The Butterfly Effect Review

Life-defining moments, eh? Alas, we’ve all had them. Just think what could have happened if I’d said, “yeah, I missed you as well” instead of laughing and leaving the room, all those long years ago. Now Butterfly Effect offers you the chance to go back and change all that.. the downside being you or one of your friends might end up with no arms.

The film reverberates around two (why not one?) key incidents in the childhoods of sweethearts Evan and Kayleigh, and their pals Lenny and Tommy. The old memory loss card is played, to some good effect, as a plot device. Well the first time anyway. Then it happens again… and again… and, yep, again. Ad nauseam.

Its overstated central theme is the arbitrary nature of life, taking Chaos Theory’s ‘butterfly flaps its wings in Brazil and causes a storm in China’ adage and stretching the point to similarly ridiculous extremes. Akin to “if I hadn’t broken my arm and missed that Physics lesson last century I could have discovered world peace instead of still being a dosser” or “if I’d given that girl who came round in 1993 her tea in the good mug I could be discussing life, the universe and everything with that group of sophisticated, influential intellectuals standing over there rather than debating Starsky and Hutch versus the Dukes of Hazard with these plonkers”.

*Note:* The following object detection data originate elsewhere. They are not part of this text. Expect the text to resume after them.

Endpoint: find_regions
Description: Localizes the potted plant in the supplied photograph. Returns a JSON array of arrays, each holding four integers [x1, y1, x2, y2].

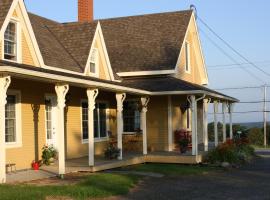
[[42, 146, 57, 165], [179, 138, 189, 153], [104, 144, 120, 160]]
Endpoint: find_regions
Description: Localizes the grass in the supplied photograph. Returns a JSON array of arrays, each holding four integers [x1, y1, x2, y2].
[[0, 173, 139, 200], [124, 164, 214, 176]]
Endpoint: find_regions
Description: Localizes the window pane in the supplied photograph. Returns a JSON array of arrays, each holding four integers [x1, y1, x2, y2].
[[4, 23, 16, 60], [99, 103, 107, 137], [5, 95, 16, 142], [123, 101, 140, 132]]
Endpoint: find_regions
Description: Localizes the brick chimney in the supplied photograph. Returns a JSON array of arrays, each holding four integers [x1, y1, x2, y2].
[[78, 0, 94, 22]]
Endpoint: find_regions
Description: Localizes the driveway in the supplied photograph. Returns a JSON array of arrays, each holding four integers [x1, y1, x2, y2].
[[114, 151, 270, 200]]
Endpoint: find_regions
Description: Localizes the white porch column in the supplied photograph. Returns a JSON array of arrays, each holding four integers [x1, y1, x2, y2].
[[86, 89, 98, 166], [168, 96, 173, 151], [214, 101, 218, 147], [229, 103, 234, 139], [140, 97, 150, 155], [0, 76, 11, 183], [55, 84, 69, 177], [190, 95, 198, 156], [203, 99, 209, 151], [116, 93, 126, 160], [222, 102, 227, 142]]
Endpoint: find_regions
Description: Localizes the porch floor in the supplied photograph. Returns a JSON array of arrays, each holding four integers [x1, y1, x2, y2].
[[41, 152, 203, 174]]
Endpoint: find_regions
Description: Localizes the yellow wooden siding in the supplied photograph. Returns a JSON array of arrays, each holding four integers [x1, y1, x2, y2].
[[147, 96, 168, 151], [176, 17, 205, 84]]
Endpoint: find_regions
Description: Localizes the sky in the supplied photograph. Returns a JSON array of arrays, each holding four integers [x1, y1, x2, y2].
[[25, 0, 270, 122]]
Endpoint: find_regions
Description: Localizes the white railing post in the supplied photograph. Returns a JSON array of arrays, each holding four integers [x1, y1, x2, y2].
[[203, 99, 209, 151], [0, 76, 11, 183], [55, 84, 69, 177], [229, 103, 234, 139], [222, 102, 227, 142], [140, 97, 150, 155], [116, 93, 126, 160], [86, 89, 98, 166], [190, 95, 198, 156], [214, 101, 218, 147]]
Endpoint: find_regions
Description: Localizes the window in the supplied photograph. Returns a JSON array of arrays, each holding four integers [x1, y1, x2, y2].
[[185, 42, 190, 73], [82, 102, 107, 140], [5, 91, 22, 148], [123, 101, 141, 133], [4, 22, 17, 61], [89, 48, 98, 74], [5, 95, 16, 143]]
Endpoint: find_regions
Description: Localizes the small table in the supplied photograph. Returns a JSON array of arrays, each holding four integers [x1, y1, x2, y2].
[[6, 163, 17, 173]]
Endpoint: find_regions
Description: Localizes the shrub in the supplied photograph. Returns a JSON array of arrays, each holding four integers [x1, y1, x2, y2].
[[42, 146, 57, 165], [207, 138, 254, 164], [248, 128, 264, 146]]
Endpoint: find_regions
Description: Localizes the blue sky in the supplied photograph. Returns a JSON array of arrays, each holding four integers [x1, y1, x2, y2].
[[25, 0, 270, 121]]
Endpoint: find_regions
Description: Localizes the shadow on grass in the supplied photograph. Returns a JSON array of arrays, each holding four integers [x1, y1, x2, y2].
[[0, 174, 139, 200]]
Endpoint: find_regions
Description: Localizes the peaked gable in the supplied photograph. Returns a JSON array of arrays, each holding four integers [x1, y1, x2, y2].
[[100, 10, 192, 73], [175, 14, 208, 85], [0, 0, 43, 67]]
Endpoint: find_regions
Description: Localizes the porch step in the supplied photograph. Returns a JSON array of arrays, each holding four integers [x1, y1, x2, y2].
[[91, 156, 145, 172]]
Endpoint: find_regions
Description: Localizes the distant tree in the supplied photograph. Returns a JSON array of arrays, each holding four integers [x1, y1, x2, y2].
[[248, 128, 264, 146]]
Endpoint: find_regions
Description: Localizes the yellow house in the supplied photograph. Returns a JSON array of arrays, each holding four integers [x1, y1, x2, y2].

Hollywood always goes for exaggerated drama and unsurprisingly the various scenarios were rather more edgy than your usual ruminating of the ‘what ifs’ over a bag of peanuts. I say edgy, but Butterfly Effect once again takes a concept and does it to death it giving us child-porn, limbless-ness, mental instability, murder, fatal accidents, drug habits, prostitution, sojourns in prison, male rape and devil-worshipping roommates. Ok, ok, so he was just a Goth. Butterfly Effect missed a trick there.

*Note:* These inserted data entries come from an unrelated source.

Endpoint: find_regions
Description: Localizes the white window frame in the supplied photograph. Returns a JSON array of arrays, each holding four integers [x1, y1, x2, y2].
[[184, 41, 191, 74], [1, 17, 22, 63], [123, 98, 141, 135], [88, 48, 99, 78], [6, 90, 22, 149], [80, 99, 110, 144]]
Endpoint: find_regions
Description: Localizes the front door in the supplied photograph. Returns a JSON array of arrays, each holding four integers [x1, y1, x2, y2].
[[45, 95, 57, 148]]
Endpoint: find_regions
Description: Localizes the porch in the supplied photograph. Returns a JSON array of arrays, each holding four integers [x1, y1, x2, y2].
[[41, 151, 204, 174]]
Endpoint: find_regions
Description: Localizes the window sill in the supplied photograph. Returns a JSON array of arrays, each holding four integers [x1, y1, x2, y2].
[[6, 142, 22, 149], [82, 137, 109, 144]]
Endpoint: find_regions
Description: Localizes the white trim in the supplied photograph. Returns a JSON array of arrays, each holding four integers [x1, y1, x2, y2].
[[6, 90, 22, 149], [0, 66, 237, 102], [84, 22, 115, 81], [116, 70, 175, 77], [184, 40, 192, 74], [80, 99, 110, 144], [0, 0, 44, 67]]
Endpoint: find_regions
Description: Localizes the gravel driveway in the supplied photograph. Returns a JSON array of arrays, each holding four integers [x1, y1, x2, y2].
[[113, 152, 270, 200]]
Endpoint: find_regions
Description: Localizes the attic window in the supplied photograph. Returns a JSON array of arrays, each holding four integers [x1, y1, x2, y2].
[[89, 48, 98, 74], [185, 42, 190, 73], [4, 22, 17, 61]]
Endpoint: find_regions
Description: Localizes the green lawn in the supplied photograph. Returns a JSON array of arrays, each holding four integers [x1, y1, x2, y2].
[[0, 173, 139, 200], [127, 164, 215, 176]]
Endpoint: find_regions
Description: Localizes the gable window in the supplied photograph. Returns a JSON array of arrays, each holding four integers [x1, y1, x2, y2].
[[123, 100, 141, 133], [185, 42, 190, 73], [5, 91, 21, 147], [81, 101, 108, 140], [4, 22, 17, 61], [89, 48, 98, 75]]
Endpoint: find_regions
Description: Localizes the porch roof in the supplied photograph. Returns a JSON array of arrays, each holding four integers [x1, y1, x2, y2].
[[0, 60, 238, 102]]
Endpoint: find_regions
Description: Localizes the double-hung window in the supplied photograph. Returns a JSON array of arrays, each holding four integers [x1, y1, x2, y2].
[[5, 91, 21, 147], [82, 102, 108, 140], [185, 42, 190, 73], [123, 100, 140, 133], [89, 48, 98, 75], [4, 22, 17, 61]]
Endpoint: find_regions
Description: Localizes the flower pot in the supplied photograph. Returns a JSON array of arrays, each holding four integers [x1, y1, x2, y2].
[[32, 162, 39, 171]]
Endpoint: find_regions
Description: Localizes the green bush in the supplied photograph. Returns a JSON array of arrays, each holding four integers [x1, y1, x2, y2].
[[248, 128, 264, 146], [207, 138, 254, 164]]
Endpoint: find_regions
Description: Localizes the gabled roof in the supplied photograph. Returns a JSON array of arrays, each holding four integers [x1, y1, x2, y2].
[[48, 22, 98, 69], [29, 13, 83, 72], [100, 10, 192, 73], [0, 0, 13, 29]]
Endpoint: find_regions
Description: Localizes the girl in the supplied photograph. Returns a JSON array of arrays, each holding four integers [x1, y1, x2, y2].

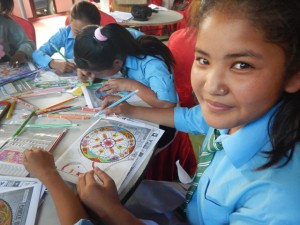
[[0, 0, 35, 67], [32, 1, 100, 73], [74, 24, 177, 108], [25, 0, 300, 225]]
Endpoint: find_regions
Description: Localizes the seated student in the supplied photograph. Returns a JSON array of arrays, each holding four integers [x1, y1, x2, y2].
[[0, 0, 35, 67], [32, 1, 101, 73], [74, 24, 177, 108], [24, 0, 300, 225]]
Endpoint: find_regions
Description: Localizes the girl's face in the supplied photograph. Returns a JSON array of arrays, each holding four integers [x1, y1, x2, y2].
[[191, 12, 296, 133], [71, 19, 91, 38]]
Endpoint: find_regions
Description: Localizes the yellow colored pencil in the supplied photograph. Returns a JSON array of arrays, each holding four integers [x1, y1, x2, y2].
[[6, 99, 17, 120], [40, 97, 77, 111]]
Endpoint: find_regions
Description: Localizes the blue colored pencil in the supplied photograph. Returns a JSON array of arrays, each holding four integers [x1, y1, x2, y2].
[[93, 90, 139, 118], [12, 110, 36, 138], [50, 42, 68, 62]]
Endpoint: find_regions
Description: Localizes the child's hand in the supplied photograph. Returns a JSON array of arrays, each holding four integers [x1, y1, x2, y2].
[[0, 43, 5, 59], [77, 69, 95, 83], [49, 59, 76, 74], [100, 78, 137, 94], [23, 147, 57, 182], [101, 95, 134, 117], [9, 51, 27, 67], [77, 167, 122, 218]]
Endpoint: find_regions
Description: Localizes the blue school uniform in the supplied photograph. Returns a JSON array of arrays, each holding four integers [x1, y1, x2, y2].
[[32, 25, 75, 68], [32, 25, 143, 68], [124, 56, 178, 103], [0, 15, 35, 59], [174, 106, 300, 225]]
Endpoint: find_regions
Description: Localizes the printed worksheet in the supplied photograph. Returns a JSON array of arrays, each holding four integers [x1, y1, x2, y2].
[[0, 177, 42, 225], [56, 117, 163, 190], [0, 62, 37, 84], [0, 125, 64, 177]]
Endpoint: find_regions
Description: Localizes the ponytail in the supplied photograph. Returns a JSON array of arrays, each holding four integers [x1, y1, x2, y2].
[[258, 91, 300, 170], [137, 35, 175, 72]]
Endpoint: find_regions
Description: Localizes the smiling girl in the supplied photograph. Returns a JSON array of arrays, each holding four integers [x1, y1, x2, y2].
[[25, 0, 300, 225]]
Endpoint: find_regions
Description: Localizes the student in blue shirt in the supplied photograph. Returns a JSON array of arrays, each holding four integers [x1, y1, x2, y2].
[[0, 0, 35, 67], [25, 0, 300, 225], [74, 24, 177, 108], [32, 1, 100, 73]]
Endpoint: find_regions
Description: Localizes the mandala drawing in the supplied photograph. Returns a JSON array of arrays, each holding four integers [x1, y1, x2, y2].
[[0, 199, 12, 225], [80, 126, 136, 163]]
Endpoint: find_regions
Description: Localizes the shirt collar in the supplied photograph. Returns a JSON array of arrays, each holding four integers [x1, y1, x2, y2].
[[217, 106, 278, 168], [124, 56, 138, 70], [68, 25, 75, 39]]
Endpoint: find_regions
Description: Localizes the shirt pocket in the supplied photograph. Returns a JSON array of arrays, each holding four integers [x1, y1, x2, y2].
[[201, 177, 230, 224]]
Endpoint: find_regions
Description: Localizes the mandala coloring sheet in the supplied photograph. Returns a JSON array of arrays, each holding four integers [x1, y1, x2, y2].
[[56, 117, 161, 190]]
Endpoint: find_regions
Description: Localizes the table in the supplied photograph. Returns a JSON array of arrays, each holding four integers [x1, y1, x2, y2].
[[30, 94, 154, 225], [0, 86, 158, 225], [119, 10, 183, 27]]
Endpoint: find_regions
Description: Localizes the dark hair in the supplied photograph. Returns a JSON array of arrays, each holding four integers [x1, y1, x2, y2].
[[199, 0, 300, 169], [74, 24, 175, 71], [0, 0, 14, 14], [71, 1, 101, 25]]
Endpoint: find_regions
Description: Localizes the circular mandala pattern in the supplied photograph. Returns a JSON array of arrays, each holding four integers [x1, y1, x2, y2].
[[0, 199, 12, 225], [80, 126, 136, 163]]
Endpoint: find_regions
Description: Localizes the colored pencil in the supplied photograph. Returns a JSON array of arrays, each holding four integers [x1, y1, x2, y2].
[[38, 114, 92, 120], [40, 96, 77, 111], [50, 106, 81, 114], [6, 99, 17, 120], [12, 110, 36, 138], [13, 97, 39, 110], [36, 105, 72, 115], [48, 129, 68, 152], [50, 42, 68, 62], [93, 90, 139, 118], [25, 123, 78, 128], [80, 107, 100, 112], [21, 92, 61, 98]]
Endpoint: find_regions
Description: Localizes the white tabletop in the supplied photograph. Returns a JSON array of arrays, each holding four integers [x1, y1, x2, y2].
[[12, 93, 158, 225], [119, 10, 183, 27]]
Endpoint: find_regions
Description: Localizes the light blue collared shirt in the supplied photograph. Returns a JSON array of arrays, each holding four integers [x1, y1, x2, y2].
[[0, 15, 35, 59], [124, 56, 178, 103], [32, 25, 75, 68], [32, 25, 143, 68], [174, 106, 300, 225]]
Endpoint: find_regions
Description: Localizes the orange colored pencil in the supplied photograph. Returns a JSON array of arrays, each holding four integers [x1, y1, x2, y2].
[[38, 114, 92, 120], [40, 96, 77, 111]]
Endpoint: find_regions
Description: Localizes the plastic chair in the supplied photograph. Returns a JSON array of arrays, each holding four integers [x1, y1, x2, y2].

The acting – what can I say? The child scenes had enough ham to provide nutritious fillings for a national school trip’s worth of sandwiches. You may chime in with but they’re only kids, what more can you expect? Please refer to Stand By Me. Or leave the kids out of your movie. Jesse James (Tommy at 13) was good. Kayleigh’s incarnation as a prostitute: very unconvincingly portrayed. Very bad. I don’t know whose at fault – Amy Smart or the directors. They can be equally blamed – Eric Bress and J. Mackye Gruber (the writer director team who previously begat Final Destination II) for making this film what it turned out to be, and Smart for agreeing to be involved in it.

The Butterfly Effect folks did allude to personal responsibility and the repercussions of making wrong choices. But it didn’t dwell on it, preferring to deflect any chance of contemplative thought with awful stereotyping and side-show razzmatazz, completely changing the life of Ashton Kutcher’s character Evan Treborn whenever the pace slowed. However, Ashton and Amy’s not so smart choice in accepting their roles is a good lesson in itself in personal responsibility, or lack of it. They are no doubt quids-in: it’s a box office smash in America. But so was Forest Gump.

Despite all my negativity, the film was great entertainment – quite hilarious in fact, (though as I wouldn’t say this was intentional they shouldn’t really get any credit for that either). But there’s no real reason not to enjoy it if you trade your cynicism in for popcorn, and go with the intention of having a laugh at them rather than in the belief that this is going to be a bona fide horror flick.

The Butterfly Effect is a hybridisation of Memento and Back to the Future, with elements -I’d like to say the best bits… but I’d be lying – of Magnolia and Stand By Me thrown in for good measure. As if that wasn’t enough already it unashamedly copies its key concept straight from the closing tube doors debacle of that cannily named film Sliding Doors.

Did I mention you have to suspend your disbelief? Remember to do that. ‘Cos it sure as hell won’t happen automatically. Not for die hard cynics or those who prefer their plots consistent. Great for sneering at in a supercilious manner.